Where is the Next Property Hotspot?

Leon Jacques, Associate –Buyer’s Agent and Property Strategist at Cohen Handler shares his thoughts on ‘hot spotting’ the next boom locations verses the blue chip approach of long-term property investment.

One of the most common questions I get asked by property investors is about where they can buy a property that is going to quickly outperform the averages in terms of capital growth so that they can get the best return on their money.

My honest answer regarding hotspots is … who cares? Unless of course you are a flipper of property who wants to trade in and out of property quickly, and perhaps do some renovation prior to selling. Prudent investors understand that investing in property is a long-term proposition. It’s not about the next year or two; it’s about the next 10, 20 or 30 years depending on your age. It’s also about leveraging off that growth, possibly tapping out equity to use as seed capital and then adding to your portfolio as and when you can.

To hotspot or not?

As we all know, trading in and out of property can be expensive when you take into account stamp duty, agent’s and solicitor’s fees, capital gains tax, advertising and the rest. So, my thoughts are, if you are thinking of investing in property then DON’T HOTSPOT.

Instead look at suburbs that have grown consistently over an extended period and have outperformed most other areas in terms of capital growth. The main thing is to focus on whether the catalysts for that historical growth still exists, i.e. being close to an employment hub, lifestyle precincts, infrastructure, good schools etc. When you find these suburbs then invest there, rather than speculate elsewhere.

A perfect example (and stark warning) of ‘hot spotting on steroids’ was the mining town property boom experienced in Western Australia, South Australia and Queensland across 2009–2011. Many investor or flippers did get in early and made substantial profits selling out at the top of the market. But those who got the timing wrong and bought at the top of the market are now stuck with property that even if they could sell have ended up losing them hundreds and thousands of dollars. Core Logic figures confirm that prices dropped by as much as 78 per cent in some regions due to the closure of mines or winding back of operations as China’s economy slowed and coal and iron-ore prices fell.

The worst example I encountered was a gentleman in his 50’s on a modest income, entered into the property market for the first time. He was advised to buy in a mining town in QLD. He paid $300K for his house on a large block of land and quickly found a tenant. The property was immediately cash flow positive.
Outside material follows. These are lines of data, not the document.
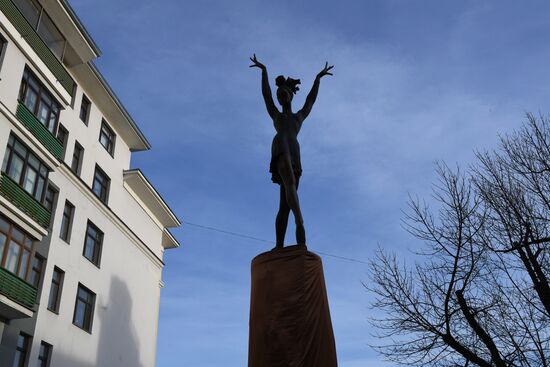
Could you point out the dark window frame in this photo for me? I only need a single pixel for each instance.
(41, 19)
(50, 202)
(55, 302)
(27, 244)
(85, 102)
(35, 274)
(76, 162)
(110, 138)
(88, 319)
(41, 92)
(104, 182)
(11, 151)
(44, 360)
(23, 350)
(3, 47)
(68, 215)
(63, 137)
(96, 243)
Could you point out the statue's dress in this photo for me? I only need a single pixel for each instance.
(285, 142)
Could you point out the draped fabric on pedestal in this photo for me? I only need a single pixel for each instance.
(290, 322)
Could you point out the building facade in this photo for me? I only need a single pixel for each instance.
(82, 236)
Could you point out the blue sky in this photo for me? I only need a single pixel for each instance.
(414, 82)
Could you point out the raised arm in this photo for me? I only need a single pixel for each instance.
(266, 90)
(312, 96)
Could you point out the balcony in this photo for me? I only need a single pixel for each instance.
(37, 44)
(16, 290)
(24, 201)
(39, 131)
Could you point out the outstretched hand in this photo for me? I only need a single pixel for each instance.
(325, 71)
(256, 63)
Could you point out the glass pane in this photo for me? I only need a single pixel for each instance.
(29, 181)
(4, 225)
(13, 256)
(17, 235)
(6, 159)
(39, 188)
(43, 114)
(79, 314)
(33, 162)
(21, 341)
(97, 188)
(24, 264)
(3, 239)
(89, 249)
(17, 362)
(52, 123)
(16, 168)
(20, 148)
(52, 300)
(30, 99)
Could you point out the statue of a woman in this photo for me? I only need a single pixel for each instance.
(285, 166)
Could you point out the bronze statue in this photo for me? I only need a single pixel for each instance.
(285, 166)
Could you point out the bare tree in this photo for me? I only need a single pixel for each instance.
(479, 294)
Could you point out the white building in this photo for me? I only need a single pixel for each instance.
(82, 236)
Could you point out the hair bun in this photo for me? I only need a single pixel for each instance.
(290, 83)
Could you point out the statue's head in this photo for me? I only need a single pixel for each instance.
(287, 88)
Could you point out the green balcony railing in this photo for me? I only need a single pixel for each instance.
(17, 289)
(24, 201)
(40, 131)
(38, 45)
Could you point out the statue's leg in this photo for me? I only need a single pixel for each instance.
(284, 167)
(282, 218)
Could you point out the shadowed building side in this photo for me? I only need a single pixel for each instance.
(290, 321)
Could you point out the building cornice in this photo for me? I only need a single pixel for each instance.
(110, 214)
(150, 198)
(29, 139)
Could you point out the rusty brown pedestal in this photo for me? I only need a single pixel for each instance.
(290, 322)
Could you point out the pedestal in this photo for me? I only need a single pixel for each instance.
(290, 322)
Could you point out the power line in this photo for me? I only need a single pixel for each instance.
(236, 234)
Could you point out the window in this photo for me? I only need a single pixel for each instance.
(49, 198)
(36, 270)
(45, 354)
(55, 289)
(93, 244)
(67, 222)
(78, 154)
(16, 248)
(85, 106)
(3, 45)
(43, 24)
(107, 138)
(22, 350)
(62, 137)
(101, 184)
(39, 101)
(84, 308)
(22, 166)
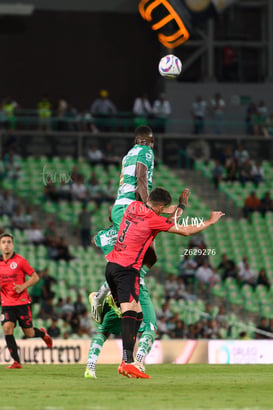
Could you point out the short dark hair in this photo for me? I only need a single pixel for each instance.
(4, 234)
(143, 135)
(160, 196)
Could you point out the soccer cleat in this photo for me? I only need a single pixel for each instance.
(14, 365)
(89, 373)
(131, 370)
(96, 308)
(139, 365)
(47, 339)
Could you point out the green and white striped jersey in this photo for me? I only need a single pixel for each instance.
(128, 181)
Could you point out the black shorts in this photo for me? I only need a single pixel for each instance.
(123, 282)
(20, 313)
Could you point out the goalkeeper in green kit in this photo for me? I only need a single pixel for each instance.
(135, 183)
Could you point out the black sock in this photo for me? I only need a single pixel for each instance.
(12, 346)
(128, 333)
(38, 332)
(139, 320)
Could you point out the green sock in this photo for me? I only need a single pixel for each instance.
(144, 270)
(95, 349)
(145, 344)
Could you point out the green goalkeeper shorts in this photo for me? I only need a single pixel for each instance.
(149, 316)
(117, 214)
(111, 323)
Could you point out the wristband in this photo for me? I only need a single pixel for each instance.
(182, 206)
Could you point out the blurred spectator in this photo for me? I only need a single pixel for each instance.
(222, 318)
(170, 287)
(95, 155)
(9, 106)
(217, 173)
(142, 110)
(7, 203)
(84, 223)
(252, 204)
(230, 64)
(211, 331)
(103, 109)
(59, 307)
(264, 327)
(206, 275)
(61, 113)
(87, 122)
(251, 110)
(227, 268)
(257, 173)
(229, 163)
(12, 165)
(19, 219)
(180, 330)
(245, 172)
(79, 306)
(246, 275)
(48, 281)
(199, 109)
(262, 108)
(44, 113)
(266, 204)
(63, 251)
(263, 279)
(67, 309)
(50, 233)
(199, 330)
(53, 330)
(162, 111)
(259, 124)
(109, 157)
(34, 234)
(240, 155)
(191, 333)
(79, 190)
(218, 106)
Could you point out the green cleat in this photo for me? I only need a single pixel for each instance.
(90, 374)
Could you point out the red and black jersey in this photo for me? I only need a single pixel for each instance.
(138, 228)
(14, 271)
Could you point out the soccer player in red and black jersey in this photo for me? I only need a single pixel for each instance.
(15, 300)
(140, 225)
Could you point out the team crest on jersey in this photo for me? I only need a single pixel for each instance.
(13, 265)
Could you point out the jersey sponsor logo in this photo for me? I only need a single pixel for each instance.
(13, 265)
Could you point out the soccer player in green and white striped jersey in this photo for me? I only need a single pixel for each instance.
(135, 183)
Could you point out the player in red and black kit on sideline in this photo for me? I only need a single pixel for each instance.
(140, 225)
(15, 300)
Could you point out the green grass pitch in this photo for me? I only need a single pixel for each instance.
(194, 386)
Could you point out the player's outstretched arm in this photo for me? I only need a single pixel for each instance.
(142, 182)
(34, 278)
(215, 216)
(178, 210)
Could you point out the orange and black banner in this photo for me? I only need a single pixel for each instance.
(173, 20)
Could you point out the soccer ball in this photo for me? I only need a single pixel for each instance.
(170, 66)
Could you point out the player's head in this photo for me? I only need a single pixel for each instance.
(6, 243)
(144, 136)
(110, 212)
(159, 199)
Not long later the banks valued his property at $310K and the mine was doing well. All looked rosy, so he decided to sub-divide and build another house. He borrowed another $300K from the bank to do the build and now owed the bank around $550K in total. But sadly by the time he had finished building, one of the major mines had closed down, the tenants had moved out and he had to substantially reduce his rent to ensure some form of cash flow. He was now $17K a year cash flow negative and the banks new valuation for the 2 houses combined was $150K.

Put simply he was stuck between a rock and a hard place. He could sell his properties and walk away owing the bank $350K with no asset or he could hold both houses and pay $17K a year in the hope that one day the mine will reopen and his property value will increase by more than 200% just so he can clear his debt.

Always ask yourself if you are an investor or speculator?

This is centred on having only one or two major price drivers in the market place and when circumstances change, such as the mine closing then the market collapses.

Long-term performance vs. short-term speculation put simply, ask yourself if you are an investor in it for long-term capital growth, or are you a speculator – someone who is happy to take a chance on the next big trend?